Hi Kevin, not re-align to HLA fasta sequence! please kindly tell me what is the reference sequence to realign? I'm getting more confused

ADD REPLY • link 5.8 years ago by seta ★ 1.9k

0

Entering edit mode

I think that I showed you (in some other thread) a published work by my colleagues at UCL (?) - in that, there is a few steps to follow.

ADD REPLY • link 5.8 years ago by Kevin Blighe 89k

0

Entering edit mode

Yes, your mean is LOHHLA I think. However, at the moment I would like to focus just HLA alleles visualization (HLA typing from whole genome sequencing was done by another person). After solving the current problem, I certainly test LOHHLA; but it requires Novalign that is not free!. So, now for just visualization of the typed HLA alleles in IGV, I realigned the extracted fastq reads to HLA fasta sequence as reference by bwa mem and faced with very low properly paired mapping. Considering that the reads in two generated fastq files is paired based on head output, which I showed in the previous comments in this post, I think that bwa mem may wrongly estimate the insert size distribution. That's why I calculated it by picard, but don't sure how to feed it to bwa mem via I option. Kevin, could you please kindly help me to solve the current issue?
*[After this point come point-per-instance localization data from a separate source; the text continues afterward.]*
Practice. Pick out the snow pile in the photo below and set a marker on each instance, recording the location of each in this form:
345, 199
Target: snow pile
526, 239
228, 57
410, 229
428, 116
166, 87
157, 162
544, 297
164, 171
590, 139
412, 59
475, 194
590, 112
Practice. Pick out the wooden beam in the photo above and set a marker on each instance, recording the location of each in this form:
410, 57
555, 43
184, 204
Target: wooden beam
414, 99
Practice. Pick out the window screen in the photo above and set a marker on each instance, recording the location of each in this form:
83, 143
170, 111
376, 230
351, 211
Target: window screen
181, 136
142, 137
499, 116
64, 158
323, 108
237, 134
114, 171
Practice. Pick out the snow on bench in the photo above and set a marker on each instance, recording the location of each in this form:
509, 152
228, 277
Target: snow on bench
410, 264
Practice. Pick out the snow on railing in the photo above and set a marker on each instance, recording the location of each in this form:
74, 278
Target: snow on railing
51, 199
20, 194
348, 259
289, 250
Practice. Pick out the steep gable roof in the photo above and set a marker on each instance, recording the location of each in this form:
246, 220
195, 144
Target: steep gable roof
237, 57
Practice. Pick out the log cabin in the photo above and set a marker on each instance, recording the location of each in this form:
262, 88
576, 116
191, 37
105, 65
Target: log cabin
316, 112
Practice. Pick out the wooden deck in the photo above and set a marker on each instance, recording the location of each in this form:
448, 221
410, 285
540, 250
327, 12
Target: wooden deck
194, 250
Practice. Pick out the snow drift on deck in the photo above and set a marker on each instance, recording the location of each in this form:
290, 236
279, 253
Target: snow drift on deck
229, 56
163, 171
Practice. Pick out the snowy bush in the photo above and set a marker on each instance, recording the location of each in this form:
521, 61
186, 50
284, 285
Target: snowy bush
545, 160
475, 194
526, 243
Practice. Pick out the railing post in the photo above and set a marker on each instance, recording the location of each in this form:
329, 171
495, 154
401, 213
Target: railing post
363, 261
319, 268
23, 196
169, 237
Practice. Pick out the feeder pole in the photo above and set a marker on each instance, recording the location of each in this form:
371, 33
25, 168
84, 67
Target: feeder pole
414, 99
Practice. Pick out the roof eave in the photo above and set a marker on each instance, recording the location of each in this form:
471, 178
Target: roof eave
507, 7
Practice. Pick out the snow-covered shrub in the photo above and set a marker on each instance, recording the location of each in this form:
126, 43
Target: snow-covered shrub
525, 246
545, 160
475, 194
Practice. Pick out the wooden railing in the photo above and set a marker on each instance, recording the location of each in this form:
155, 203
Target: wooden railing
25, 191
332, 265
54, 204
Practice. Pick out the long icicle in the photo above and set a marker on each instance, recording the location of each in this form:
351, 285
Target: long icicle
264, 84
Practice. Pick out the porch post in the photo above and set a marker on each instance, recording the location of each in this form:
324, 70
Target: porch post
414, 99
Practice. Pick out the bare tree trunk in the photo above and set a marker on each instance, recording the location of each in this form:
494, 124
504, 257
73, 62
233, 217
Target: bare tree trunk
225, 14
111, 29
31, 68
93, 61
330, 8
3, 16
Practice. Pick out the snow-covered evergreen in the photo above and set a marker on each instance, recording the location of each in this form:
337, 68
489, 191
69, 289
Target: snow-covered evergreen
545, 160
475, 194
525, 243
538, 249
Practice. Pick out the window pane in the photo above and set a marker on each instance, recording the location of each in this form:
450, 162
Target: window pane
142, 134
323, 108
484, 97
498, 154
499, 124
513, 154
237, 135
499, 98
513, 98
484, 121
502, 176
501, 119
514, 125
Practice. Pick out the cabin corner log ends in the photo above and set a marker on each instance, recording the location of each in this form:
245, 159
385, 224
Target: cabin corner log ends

ADD REPLY • link 5.8 years ago by seta ★ 1.9k

0

Entering edit mode

I did try to replicate that pipeline myself (LOHHLA), but ended up becoming too busy. I actually had a meeting with the developer (Dr. McGranahan) but cannot recall the finer details of it, at this stage. Yes, NovoAlign was a strange choice, and remains so. However, I believe that older versions of it are free?

HLA typing has been an obscure and strange area in bioinformatics these past few years. My first attempt at it was in 2015 on Roche 454 data and I did everything manually - it was excruciating.

Can you take a look at the suggestion by Wouter, perhaps? - see below.

ADD REPLY • link 5.8 years ago by Kevin Blighe 89k

0

Entering edit mode

Thanks. As I found there are several programs for HLA typing, so no need work manually these days, but I prefer to work manually on one sample for better learning; please kindly share me any well-documented guide/tutorial if you know. The tool suggested by Wouter is another HLA typing program; as I told you, at the moment I have to focus just on the HLA alleles visualization.